Позже он стал заместителем председателя Брянского уездного Совета и членом уездного оргбюро. А потом стал комиссаром Министерства Труда в Брянске.
А после образования Брянской губернии, с марта 1920 по май 1922 года он стал первым председателем Брянского губернского Совета. А затем, до декабря 1924 года возглавлял губернский Совет профсоюзов.
В последующие годы Григорий Гаврилович сначала работал в Наркомтруде СССР вплоть до 1933 года при присоединении к ВЦСПС, а затем на заводе «Компрессор». И уже оттуда он был переведён в Наркомат тяжёлой промышленности, дослужившись там до должности помощника наркома Г.К.Орджоникидзе и проработав на ней до 1937 года. Дальнейшая судьба свата – пенсионера союзного значения Г.Г. Комкова – осталась П.П. Кочету не известна.

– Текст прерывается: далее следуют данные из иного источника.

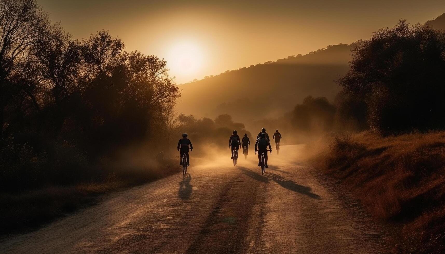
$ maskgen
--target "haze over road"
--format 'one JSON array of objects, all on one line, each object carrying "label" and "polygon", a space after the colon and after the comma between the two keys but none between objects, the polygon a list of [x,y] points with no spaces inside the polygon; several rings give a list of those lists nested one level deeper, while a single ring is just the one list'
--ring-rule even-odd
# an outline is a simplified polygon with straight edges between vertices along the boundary
[{"label": "haze over road", "polygon": [[[224,160],[192,166],[184,179],[176,174],[115,193],[3,239],[0,253],[383,252],[380,230],[298,159],[302,147],[281,148],[269,155],[263,176],[253,160],[240,157],[234,166],[228,149]],[[256,158],[253,151],[249,157]]]}]

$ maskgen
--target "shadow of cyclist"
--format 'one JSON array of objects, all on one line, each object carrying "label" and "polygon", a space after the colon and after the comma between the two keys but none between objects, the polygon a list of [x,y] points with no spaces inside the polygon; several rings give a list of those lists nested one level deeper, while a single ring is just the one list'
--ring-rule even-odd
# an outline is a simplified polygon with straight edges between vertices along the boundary
[{"label": "shadow of cyclist", "polygon": [[182,177],[182,181],[179,182],[179,189],[178,191],[178,195],[181,199],[188,199],[192,194],[192,185],[190,184],[190,181],[192,177],[190,174],[187,173]]},{"label": "shadow of cyclist", "polygon": [[278,183],[283,188],[292,191],[298,192],[298,193],[303,194],[312,198],[321,199],[320,196],[311,191],[312,189],[310,187],[300,185],[295,183],[295,182],[291,180],[286,181],[281,176],[270,172],[266,172],[264,173],[264,174],[269,177],[272,181]]},{"label": "shadow of cyclist", "polygon": [[260,172],[260,174],[259,174],[244,167],[237,166],[236,168],[243,172],[243,173],[256,181],[262,181],[266,183],[269,182],[269,178],[260,174],[261,171]]}]

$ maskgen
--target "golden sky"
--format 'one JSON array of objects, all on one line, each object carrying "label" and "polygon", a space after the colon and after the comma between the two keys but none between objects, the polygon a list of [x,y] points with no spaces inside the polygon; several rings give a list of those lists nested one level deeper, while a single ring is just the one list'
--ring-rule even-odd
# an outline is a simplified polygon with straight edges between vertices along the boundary
[{"label": "golden sky", "polygon": [[165,59],[178,84],[445,12],[444,0],[37,1],[74,38],[108,30],[127,50]]}]

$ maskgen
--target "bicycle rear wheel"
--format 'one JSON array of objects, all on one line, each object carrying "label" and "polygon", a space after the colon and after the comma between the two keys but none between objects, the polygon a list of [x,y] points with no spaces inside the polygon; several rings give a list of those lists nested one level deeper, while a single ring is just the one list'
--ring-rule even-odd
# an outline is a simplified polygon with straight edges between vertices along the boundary
[{"label": "bicycle rear wheel", "polygon": [[233,154],[233,165],[234,166],[236,166],[236,156],[237,155],[237,154],[236,154],[236,151],[235,150],[234,150]]},{"label": "bicycle rear wheel", "polygon": [[187,173],[187,159],[185,156],[182,157],[182,174]]},{"label": "bicycle rear wheel", "polygon": [[264,157],[261,157],[261,174],[264,174],[266,172],[266,162],[264,161]]}]

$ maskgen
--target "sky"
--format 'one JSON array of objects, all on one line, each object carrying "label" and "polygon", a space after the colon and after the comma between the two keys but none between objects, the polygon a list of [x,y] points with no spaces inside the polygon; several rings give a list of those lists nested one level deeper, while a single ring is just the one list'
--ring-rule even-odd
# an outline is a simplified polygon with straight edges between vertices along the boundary
[{"label": "sky", "polygon": [[37,0],[81,40],[105,29],[126,50],[167,60],[178,84],[370,37],[399,19],[445,12],[443,0]]}]

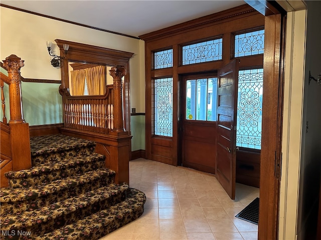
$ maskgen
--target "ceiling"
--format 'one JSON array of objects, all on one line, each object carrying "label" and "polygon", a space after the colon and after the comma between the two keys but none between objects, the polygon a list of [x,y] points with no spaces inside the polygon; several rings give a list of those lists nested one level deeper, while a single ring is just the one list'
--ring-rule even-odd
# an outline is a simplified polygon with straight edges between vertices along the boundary
[{"label": "ceiling", "polygon": [[1,4],[138,37],[245,2],[242,0],[2,0]]}]

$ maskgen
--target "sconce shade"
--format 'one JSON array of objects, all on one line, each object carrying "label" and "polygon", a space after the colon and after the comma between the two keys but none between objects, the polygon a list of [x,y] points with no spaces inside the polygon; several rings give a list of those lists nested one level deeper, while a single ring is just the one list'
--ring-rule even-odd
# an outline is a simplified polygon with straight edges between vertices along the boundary
[{"label": "sconce shade", "polygon": [[69,45],[66,44],[64,44],[64,50],[65,51],[68,51],[68,49],[69,49]]},{"label": "sconce shade", "polygon": [[51,48],[51,45],[52,44],[52,42],[50,41],[47,41],[46,42],[46,44],[47,45],[47,48]]}]

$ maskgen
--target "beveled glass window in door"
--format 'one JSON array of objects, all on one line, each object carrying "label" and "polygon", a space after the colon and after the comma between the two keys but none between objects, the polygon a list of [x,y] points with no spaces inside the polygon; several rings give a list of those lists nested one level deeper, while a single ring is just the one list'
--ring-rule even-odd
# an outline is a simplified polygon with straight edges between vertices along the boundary
[{"label": "beveled glass window in door", "polygon": [[152,88],[153,135],[173,136],[173,78],[154,79]]},{"label": "beveled glass window in door", "polygon": [[222,60],[223,38],[183,46],[183,65]]},{"label": "beveled glass window in door", "polygon": [[186,81],[186,119],[216,120],[217,78]]},{"label": "beveled glass window in door", "polygon": [[263,54],[264,30],[235,35],[234,57]]},{"label": "beveled glass window in door", "polygon": [[263,68],[239,71],[236,146],[261,149]]}]

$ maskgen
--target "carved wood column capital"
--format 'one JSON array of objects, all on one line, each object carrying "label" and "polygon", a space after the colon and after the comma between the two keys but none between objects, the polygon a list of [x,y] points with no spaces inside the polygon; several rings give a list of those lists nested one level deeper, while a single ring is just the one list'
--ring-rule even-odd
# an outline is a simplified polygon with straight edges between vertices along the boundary
[{"label": "carved wood column capital", "polygon": [[122,84],[121,78],[127,74],[124,66],[117,66],[109,70],[113,78],[114,128],[112,132],[118,134],[125,131],[123,120]]},{"label": "carved wood column capital", "polygon": [[25,66],[23,60],[15,54],[10,55],[4,60],[4,66],[7,68],[11,80],[9,85],[10,120],[9,124],[25,122],[22,109],[21,77],[20,68]]}]

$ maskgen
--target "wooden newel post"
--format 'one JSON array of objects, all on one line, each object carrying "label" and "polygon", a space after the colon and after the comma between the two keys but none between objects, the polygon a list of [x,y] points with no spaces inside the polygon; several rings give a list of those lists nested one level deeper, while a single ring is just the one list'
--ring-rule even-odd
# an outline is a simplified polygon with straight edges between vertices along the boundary
[{"label": "wooden newel post", "polygon": [[11,80],[9,85],[10,100],[10,121],[9,124],[25,122],[22,108],[20,68],[24,66],[23,60],[12,54],[4,60],[4,66],[7,69],[8,76]]},{"label": "wooden newel post", "polygon": [[122,86],[121,78],[127,74],[124,66],[117,66],[109,70],[109,74],[114,78],[113,80],[113,117],[114,128],[112,132],[123,132],[124,121],[122,110]]},{"label": "wooden newel post", "polygon": [[31,168],[29,125],[24,119],[21,94],[20,68],[24,60],[12,54],[4,60],[4,66],[8,72],[10,101],[10,142],[12,167],[14,171]]}]

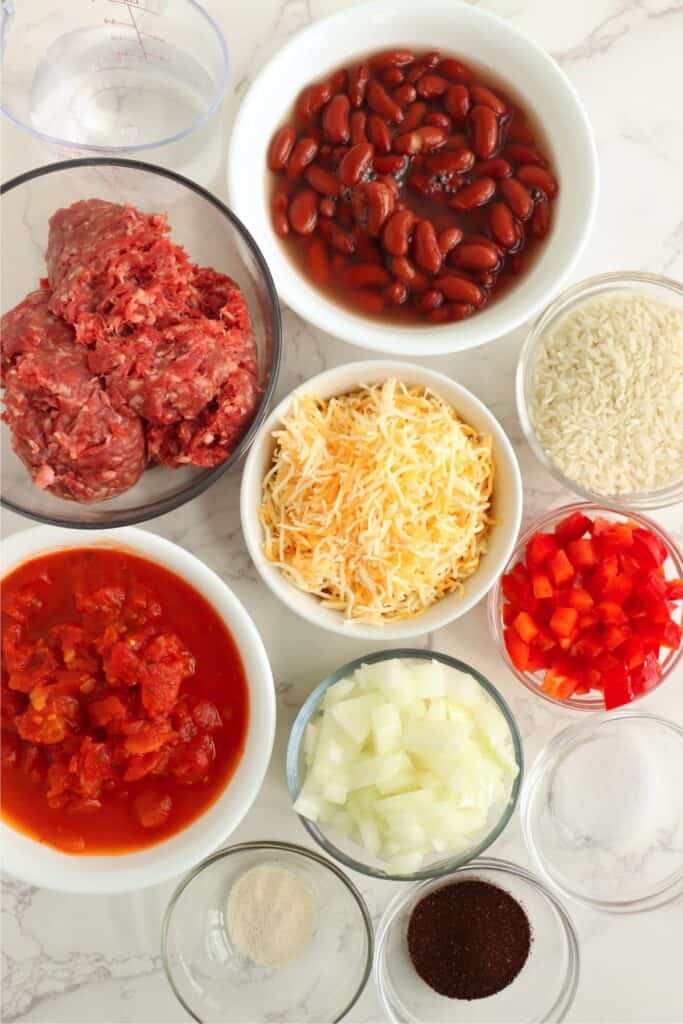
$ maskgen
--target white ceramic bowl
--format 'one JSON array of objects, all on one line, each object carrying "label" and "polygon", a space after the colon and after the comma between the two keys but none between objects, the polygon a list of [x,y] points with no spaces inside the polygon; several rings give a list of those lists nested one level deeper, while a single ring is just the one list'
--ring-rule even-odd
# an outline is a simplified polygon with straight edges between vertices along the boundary
[{"label": "white ceramic bowl", "polygon": [[0,822],[2,866],[46,889],[74,893],[128,892],[186,871],[220,845],[253,804],[265,775],[275,729],[272,674],[256,627],[223,581],[199,558],[156,534],[129,526],[86,537],[81,530],[38,526],[0,547],[2,574],[48,551],[125,547],[159,562],[195,587],[221,616],[240,651],[249,688],[249,726],[242,760],[218,800],[186,828],[136,853],[84,856],[61,853]]},{"label": "white ceramic bowl", "polygon": [[[460,324],[401,327],[349,312],[299,272],[270,223],[266,150],[298,93],[340,65],[395,45],[438,48],[500,75],[537,116],[558,170],[554,225],[536,265],[506,296]],[[559,290],[593,223],[598,163],[588,117],[573,86],[552,57],[509,22],[454,0],[373,0],[315,22],[261,70],[234,122],[227,186],[232,208],[261,247],[281,298],[297,313],[365,348],[394,355],[439,355],[512,331]]]},{"label": "white ceramic bowl", "polygon": [[[493,514],[498,520],[498,525],[492,528],[488,551],[481,559],[476,572],[466,582],[462,594],[450,594],[413,618],[386,626],[373,626],[348,622],[340,612],[324,607],[317,598],[298,590],[285,579],[280,569],[263,554],[258,507],[261,502],[263,478],[272,459],[274,447],[272,432],[282,423],[295,395],[313,393],[322,398],[330,398],[336,394],[352,391],[361,384],[375,384],[391,377],[407,384],[431,387],[475,430],[493,435],[496,464]],[[510,557],[519,531],[522,484],[517,458],[503,428],[486,407],[470,391],[444,374],[433,370],[425,370],[412,362],[378,359],[350,362],[328,370],[300,384],[280,402],[260,427],[250,450],[242,477],[240,509],[242,530],[252,561],[264,583],[292,611],[313,626],[347,637],[379,641],[408,640],[440,629],[441,626],[460,618],[493,587]]]}]

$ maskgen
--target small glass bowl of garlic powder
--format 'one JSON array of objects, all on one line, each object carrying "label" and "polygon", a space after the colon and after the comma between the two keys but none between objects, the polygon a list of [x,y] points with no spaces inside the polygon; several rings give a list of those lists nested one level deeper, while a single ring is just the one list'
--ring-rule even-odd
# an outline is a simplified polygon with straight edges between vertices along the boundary
[{"label": "small glass bowl of garlic powder", "polygon": [[563,292],[533,324],[517,410],[547,470],[616,509],[683,499],[683,285],[604,273]]},{"label": "small glass bowl of garlic powder", "polygon": [[195,1020],[338,1021],[368,981],[373,928],[336,864],[287,843],[243,843],[180,883],[162,957]]}]

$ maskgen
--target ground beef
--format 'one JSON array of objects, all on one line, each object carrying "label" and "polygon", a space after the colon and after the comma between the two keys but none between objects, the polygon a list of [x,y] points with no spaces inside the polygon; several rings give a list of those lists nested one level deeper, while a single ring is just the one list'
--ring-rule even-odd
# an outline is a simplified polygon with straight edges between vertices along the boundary
[{"label": "ground beef", "polygon": [[90,199],[50,217],[47,274],[51,311],[82,344],[141,324],[186,314],[191,265],[161,214]]},{"label": "ground beef", "polygon": [[253,374],[238,369],[195,420],[170,427],[147,427],[147,453],[164,466],[217,466],[236,446],[251,422],[258,397]]},{"label": "ground beef", "polygon": [[50,219],[45,287],[2,318],[3,419],[39,487],[103,501],[147,460],[217,465],[251,422],[244,295],[168,230],[162,215],[97,199]]},{"label": "ground beef", "polygon": [[206,317],[98,341],[88,361],[116,409],[155,424],[194,419],[236,368],[227,332]]}]

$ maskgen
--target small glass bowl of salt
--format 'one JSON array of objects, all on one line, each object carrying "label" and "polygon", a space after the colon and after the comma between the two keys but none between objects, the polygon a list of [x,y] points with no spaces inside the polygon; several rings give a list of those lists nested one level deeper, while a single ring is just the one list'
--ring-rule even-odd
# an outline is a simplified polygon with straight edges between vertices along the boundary
[{"label": "small glass bowl of salt", "polygon": [[220,850],[182,880],[162,925],[169,984],[196,1021],[339,1021],[373,962],[365,900],[288,843]]}]

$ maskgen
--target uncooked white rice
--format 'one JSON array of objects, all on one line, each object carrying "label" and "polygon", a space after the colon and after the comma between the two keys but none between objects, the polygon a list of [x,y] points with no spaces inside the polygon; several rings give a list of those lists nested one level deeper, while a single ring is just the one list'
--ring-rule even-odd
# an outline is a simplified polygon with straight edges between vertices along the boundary
[{"label": "uncooked white rice", "polygon": [[683,311],[609,292],[567,312],[539,344],[529,417],[569,479],[600,495],[683,478]]}]

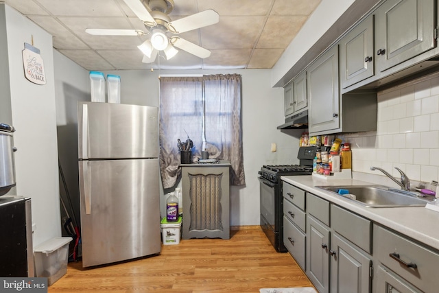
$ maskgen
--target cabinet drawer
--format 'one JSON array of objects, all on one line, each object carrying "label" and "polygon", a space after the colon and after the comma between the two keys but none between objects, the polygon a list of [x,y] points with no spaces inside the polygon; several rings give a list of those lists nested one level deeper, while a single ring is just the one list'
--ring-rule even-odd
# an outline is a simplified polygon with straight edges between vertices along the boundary
[{"label": "cabinet drawer", "polygon": [[438,270],[438,253],[381,226],[374,228],[374,255],[381,263],[423,291],[437,290],[439,279],[432,274]]},{"label": "cabinet drawer", "polygon": [[306,237],[296,226],[283,216],[283,244],[300,268],[305,270]]},{"label": "cabinet drawer", "polygon": [[282,183],[282,195],[284,198],[305,211],[305,190],[285,182]]},{"label": "cabinet drawer", "polygon": [[305,212],[285,198],[283,199],[283,214],[305,232],[306,228]]},{"label": "cabinet drawer", "polygon": [[307,193],[307,211],[323,224],[329,226],[329,202]]},{"label": "cabinet drawer", "polygon": [[331,204],[331,226],[368,253],[372,253],[372,222]]}]

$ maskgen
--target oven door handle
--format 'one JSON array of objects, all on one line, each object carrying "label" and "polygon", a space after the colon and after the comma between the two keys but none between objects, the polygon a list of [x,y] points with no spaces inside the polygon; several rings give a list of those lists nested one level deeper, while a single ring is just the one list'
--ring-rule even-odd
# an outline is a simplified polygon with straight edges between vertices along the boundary
[{"label": "oven door handle", "polygon": [[270,186],[270,187],[274,188],[276,187],[276,183],[273,183],[272,182],[262,178],[262,177],[259,177],[259,181],[261,181],[261,183],[265,184],[267,186]]}]

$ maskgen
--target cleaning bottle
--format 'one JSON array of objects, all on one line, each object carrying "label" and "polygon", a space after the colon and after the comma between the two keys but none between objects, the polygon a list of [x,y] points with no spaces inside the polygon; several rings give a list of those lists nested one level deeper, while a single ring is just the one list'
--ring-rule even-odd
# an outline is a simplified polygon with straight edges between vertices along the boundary
[{"label": "cleaning bottle", "polygon": [[166,200],[166,220],[177,222],[178,220],[178,198],[174,192]]}]

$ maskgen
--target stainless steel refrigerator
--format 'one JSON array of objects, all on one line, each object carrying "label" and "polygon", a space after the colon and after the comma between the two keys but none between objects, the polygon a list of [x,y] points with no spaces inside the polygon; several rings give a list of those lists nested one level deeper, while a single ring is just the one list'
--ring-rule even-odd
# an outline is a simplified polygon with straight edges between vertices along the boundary
[{"label": "stainless steel refrigerator", "polygon": [[161,251],[158,115],[78,103],[83,267]]}]

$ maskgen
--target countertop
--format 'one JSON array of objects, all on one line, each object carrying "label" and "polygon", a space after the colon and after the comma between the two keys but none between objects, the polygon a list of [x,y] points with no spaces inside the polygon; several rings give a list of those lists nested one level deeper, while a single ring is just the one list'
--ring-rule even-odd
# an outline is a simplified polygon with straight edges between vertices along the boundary
[{"label": "countertop", "polygon": [[423,207],[370,208],[315,186],[373,185],[355,179],[326,180],[313,176],[284,176],[281,179],[439,250],[439,212]]}]

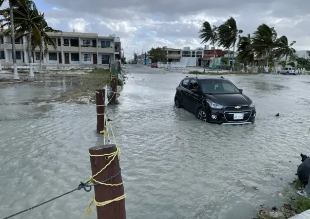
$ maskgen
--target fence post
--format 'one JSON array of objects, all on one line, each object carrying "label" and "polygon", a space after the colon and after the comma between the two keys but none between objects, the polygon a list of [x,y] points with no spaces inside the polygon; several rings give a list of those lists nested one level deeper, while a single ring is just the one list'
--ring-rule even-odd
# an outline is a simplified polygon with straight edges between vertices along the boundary
[{"label": "fence post", "polygon": [[104,130],[105,126],[105,90],[104,89],[96,89],[96,105],[97,112],[97,132],[100,133]]},{"label": "fence post", "polygon": [[[91,155],[102,155],[115,152],[117,150],[115,144],[105,144],[96,146],[89,149]],[[105,156],[90,156],[90,165],[92,175],[97,174],[108,165],[112,157],[107,159]],[[99,181],[111,177],[120,171],[120,163],[118,156],[106,169],[103,170],[94,179]],[[123,182],[122,174],[120,173],[116,177],[105,182],[108,184],[118,184]],[[95,198],[98,202],[103,202],[113,200],[124,194],[124,186],[111,186],[98,185],[94,187]],[[103,206],[96,206],[97,219],[126,219],[126,209],[125,199],[111,202]]]},{"label": "fence post", "polygon": [[117,77],[112,76],[111,78],[112,81],[112,101],[115,102],[116,100],[116,93],[118,91],[118,81]]}]

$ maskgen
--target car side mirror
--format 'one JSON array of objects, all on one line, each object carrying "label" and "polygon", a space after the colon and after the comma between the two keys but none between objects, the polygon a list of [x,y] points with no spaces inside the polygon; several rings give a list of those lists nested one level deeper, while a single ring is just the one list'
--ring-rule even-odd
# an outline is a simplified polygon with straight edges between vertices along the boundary
[{"label": "car side mirror", "polygon": [[198,93],[198,90],[197,90],[196,89],[193,89],[190,90],[190,93],[192,93],[193,94],[197,94]]}]

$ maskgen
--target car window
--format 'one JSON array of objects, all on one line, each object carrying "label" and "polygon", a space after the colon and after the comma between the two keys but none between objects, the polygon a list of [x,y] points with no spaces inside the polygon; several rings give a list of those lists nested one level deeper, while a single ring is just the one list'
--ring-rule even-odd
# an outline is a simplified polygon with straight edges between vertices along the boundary
[{"label": "car window", "polygon": [[240,94],[239,90],[231,82],[225,80],[204,80],[200,82],[202,92],[211,94]]},{"label": "car window", "polygon": [[199,89],[199,86],[198,85],[198,82],[195,80],[191,80],[190,82],[189,83],[189,85],[188,86],[188,89],[189,90],[192,90],[193,89],[196,89],[197,90]]},{"label": "car window", "polygon": [[182,82],[182,86],[184,88],[187,89],[189,82],[189,79],[183,80],[183,81]]}]

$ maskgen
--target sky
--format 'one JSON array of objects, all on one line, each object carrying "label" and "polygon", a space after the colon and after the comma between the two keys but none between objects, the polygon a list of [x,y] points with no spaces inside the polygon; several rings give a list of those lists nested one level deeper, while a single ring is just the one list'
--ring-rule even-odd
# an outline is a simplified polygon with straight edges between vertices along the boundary
[{"label": "sky", "polygon": [[202,23],[218,26],[230,16],[242,35],[265,23],[278,37],[296,41],[296,50],[310,49],[309,0],[33,1],[54,29],[120,37],[127,59],[151,47],[203,47],[198,38]]}]

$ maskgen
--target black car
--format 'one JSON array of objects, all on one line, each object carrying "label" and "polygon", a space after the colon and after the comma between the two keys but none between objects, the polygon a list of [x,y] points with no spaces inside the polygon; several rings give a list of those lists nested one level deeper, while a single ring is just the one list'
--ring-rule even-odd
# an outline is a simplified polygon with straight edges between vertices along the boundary
[{"label": "black car", "polygon": [[177,87],[175,105],[209,122],[254,123],[255,104],[242,92],[222,76],[187,76]]}]

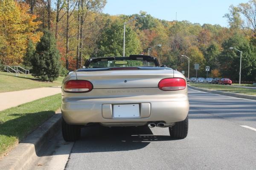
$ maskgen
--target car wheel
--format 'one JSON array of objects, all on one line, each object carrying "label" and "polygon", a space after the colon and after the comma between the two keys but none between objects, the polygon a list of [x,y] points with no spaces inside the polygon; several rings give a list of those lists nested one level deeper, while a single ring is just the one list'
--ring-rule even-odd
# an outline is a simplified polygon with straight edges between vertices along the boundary
[{"label": "car wheel", "polygon": [[175,125],[169,127],[170,136],[172,138],[182,139],[186,138],[189,130],[189,115],[183,121],[175,123]]},{"label": "car wheel", "polygon": [[81,126],[77,125],[69,125],[62,118],[62,136],[67,142],[74,142],[78,140],[80,137]]}]

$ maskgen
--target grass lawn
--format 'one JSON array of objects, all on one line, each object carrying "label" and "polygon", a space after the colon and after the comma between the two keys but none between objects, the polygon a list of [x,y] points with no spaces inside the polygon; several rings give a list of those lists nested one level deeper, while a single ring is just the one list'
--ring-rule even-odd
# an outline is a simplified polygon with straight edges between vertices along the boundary
[{"label": "grass lawn", "polygon": [[256,96],[256,89],[232,87],[232,85],[214,85],[209,83],[190,83],[189,85],[196,88]]},{"label": "grass lawn", "polygon": [[59,77],[53,82],[42,82],[31,75],[20,74],[17,77],[9,73],[0,72],[0,93],[42,87],[60,86],[64,77]]},{"label": "grass lawn", "polygon": [[0,158],[60,107],[60,94],[0,111]]}]

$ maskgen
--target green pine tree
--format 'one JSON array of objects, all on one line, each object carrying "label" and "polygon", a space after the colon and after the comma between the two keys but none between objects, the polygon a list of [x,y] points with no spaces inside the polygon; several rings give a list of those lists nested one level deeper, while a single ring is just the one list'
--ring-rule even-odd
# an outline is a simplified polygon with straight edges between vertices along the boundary
[{"label": "green pine tree", "polygon": [[33,60],[33,76],[44,81],[52,82],[59,75],[60,55],[53,35],[49,31],[38,43]]},{"label": "green pine tree", "polygon": [[30,69],[32,67],[31,60],[34,57],[34,54],[35,54],[35,47],[34,43],[31,40],[29,40],[23,61],[23,64],[25,65],[26,69]]}]

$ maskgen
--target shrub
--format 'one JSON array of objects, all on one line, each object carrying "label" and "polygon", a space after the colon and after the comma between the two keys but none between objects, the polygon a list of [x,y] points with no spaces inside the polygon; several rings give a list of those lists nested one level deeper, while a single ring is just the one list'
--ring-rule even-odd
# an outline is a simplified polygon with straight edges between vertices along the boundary
[{"label": "shrub", "polygon": [[59,61],[54,36],[49,31],[44,30],[31,60],[33,76],[44,81],[52,82],[59,75]]}]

Первая беседа между сватами естественно началась с их вступающих в брак детей. Затем она перешла на бытовые вопросы, и, как водится, завершилась разговором о политике, постепенно перешедшим в спор
Выходец из рабочего класса, большевик, без должного образования ставший номенклатурным работником, Григорий Гаврилович Комков несколько свысока смотрел на образованного интеллигента – выходца из крестьян, почти на два десятка лет его моложе Петра Петровича Кочета.
Григорий Гаврилович, как старший по возрасту и бывшему своему положению, пытался непременно взять верх в споре, навязывая собеседнику своё мнение и давя того якобы авторитетом. Он постоянно ссылался на известные партийные авторитеты, на Постановления партии и правительства и внутриведомственные директивы. Он словно снимал пенку с политического варева.
В противоположность ему прирождённый аналитик и профессионал Пётр Петрович своей логикой и дотошностью пытался это варево размешать глубже, и, опираясь на здравый смысл, дойти до сути вопроса.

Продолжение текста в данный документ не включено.